Geometrically, this is also obvious. If a = b, then the two "villages" are actually the same village. The equation reduces to:

|x - a| = |x - a|

which is trivially true no matter what x is. Every point on the number line is equidistant from a point and itself — the distance is just |x - a| on both sides. So the solution set is all of \mathbb{R}.

This is not a defect of the equation; it is the equation telling you something honest. When you ask "what is equidistant from a and b?" and the two are the same point, the answer is "everything".

Three worked examples

Example 1: Solve $|x - 2| = |x - 8|$

The equation asks for the point equidistant from 2 and 8 on the number line.

Step 1. Apply the midpoint rule.

x = \frac{2 + 8}{2} = \frac{10}{2} = 5

Why: 2 and 8 are six units apart, so their midpoint is three units from each.

Step 2. Verify by plugging back in.

|5 - 2| = |3| = 3 \qquad |5 - 8| = |-3| = 3

Both sides equal 3. The point x = 5 is genuinely equidistant from 2 and 8.

Result. x = 5.

Example 2: Solve $|x + 1| = |x - 7|$

The plus sign in |x + 1| is hiding an a. Rewrite it so that both terms look the same:

|x - (-1)| = |x - 7|

Now a = -1 and b = 7.

Step 1. Apply the midpoint rule.

x = \frac{-1 + 7}{2} = \frac{6}{2} = 3

Why: -1 and 7 are eight units apart on the number line, and their midpoint sits four units from each.

Step 2. Verify.

|3 + 1| = |4| = 4 \qquad |3 - 7| = |-4| = 4

Both sides equal 4. Confirmed.

Result. x = 3.

Example 3: What does the same question look like in higher dimensions?

Forget the number line for a moment. Suppose a and b are two points in a plane — say two friends standing at fixed spots on a cricket field — and you want all the points equidistant from both. That set is no longer a single point. It is the perpendicular bisector of the segment joining a and b — an entire straight line passing through the midpoint at right angles to the segment ab.

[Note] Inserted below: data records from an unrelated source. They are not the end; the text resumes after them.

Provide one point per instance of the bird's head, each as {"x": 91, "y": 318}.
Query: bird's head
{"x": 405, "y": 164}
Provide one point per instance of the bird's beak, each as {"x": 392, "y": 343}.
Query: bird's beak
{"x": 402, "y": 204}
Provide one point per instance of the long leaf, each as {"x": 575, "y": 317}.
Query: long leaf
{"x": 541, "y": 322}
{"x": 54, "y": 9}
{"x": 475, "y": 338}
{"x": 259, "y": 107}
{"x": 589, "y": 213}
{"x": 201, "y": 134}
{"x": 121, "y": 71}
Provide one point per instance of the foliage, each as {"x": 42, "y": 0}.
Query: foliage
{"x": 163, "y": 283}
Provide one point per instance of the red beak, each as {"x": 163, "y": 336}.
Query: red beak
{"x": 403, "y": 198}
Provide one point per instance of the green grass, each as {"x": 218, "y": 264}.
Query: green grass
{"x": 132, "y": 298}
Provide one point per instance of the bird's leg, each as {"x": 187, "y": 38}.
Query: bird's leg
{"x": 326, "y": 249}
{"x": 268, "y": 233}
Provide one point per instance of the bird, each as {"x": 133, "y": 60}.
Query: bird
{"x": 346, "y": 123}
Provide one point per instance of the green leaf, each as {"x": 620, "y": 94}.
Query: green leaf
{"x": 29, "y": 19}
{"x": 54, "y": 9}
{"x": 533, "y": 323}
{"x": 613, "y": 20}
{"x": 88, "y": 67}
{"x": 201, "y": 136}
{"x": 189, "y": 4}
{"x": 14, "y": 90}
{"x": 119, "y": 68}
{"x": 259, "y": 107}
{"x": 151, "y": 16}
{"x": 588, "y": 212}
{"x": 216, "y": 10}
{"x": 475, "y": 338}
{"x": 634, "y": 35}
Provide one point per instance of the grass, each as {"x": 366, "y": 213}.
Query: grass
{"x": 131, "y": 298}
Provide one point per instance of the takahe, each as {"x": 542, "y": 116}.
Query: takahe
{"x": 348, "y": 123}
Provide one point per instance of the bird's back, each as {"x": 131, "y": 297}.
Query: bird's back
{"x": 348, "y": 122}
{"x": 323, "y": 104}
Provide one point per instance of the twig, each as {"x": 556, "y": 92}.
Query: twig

In three dimensions, the same equidistant condition gives a whole plane — the perpendicular bisector plane of the segment ab. In n dimensions, you get an (n-1)-dimensional hyperplane.

The pattern is consistent. The condition "equidistant from two fixed points" removes one degree of freedom. On the line (one dimension), one minus one equals zero — a single point. In the plane (two dimensions), two minus one equals one — a line. In space (three dimensions), three minus one equals two — a plane.

This connects directly to what you will study in CBSE Class 11 coordinate geometry — the perpendicular bisector of a segment is exactly the locus of points equidistant from the two endpoints. The one-dimensional version you just solved is the simplest case of that idea: a "hyperplane" in 1D is just a single point.

Summary

For real numbers a and b:

If a \neq b, the equation |x - a| = |x - b| has exactly one solution: the midpoint x = \dfrac{a + b}{2}.
If a = b, the equation is satisfied by every real number.

Both the geometry (equidistance on a line forces the midpoint) and the algebra (squaring both sides reduces to a linear equation in x) point to the same conclusion. And the same equidistance question, asked in two or three dimensions, generalises to perpendicular bisector lines and planes — a thread you will pick up again in coordinate geometry.

References

NCERT, Mathematics Textbook for Class 11, Chapter 10: Straight Lines — perpendicular bisector as the locus of equidistant points.
Khan Academy, Midpoint of a Segment — geometric and coordinate definitions.
Wikipedia, Bisection — Perpendicular bisector — the higher-dimensional generalisation of the equidistance condition.
Wikipedia, Absolute value — definition and the metric property |a - b| as distance.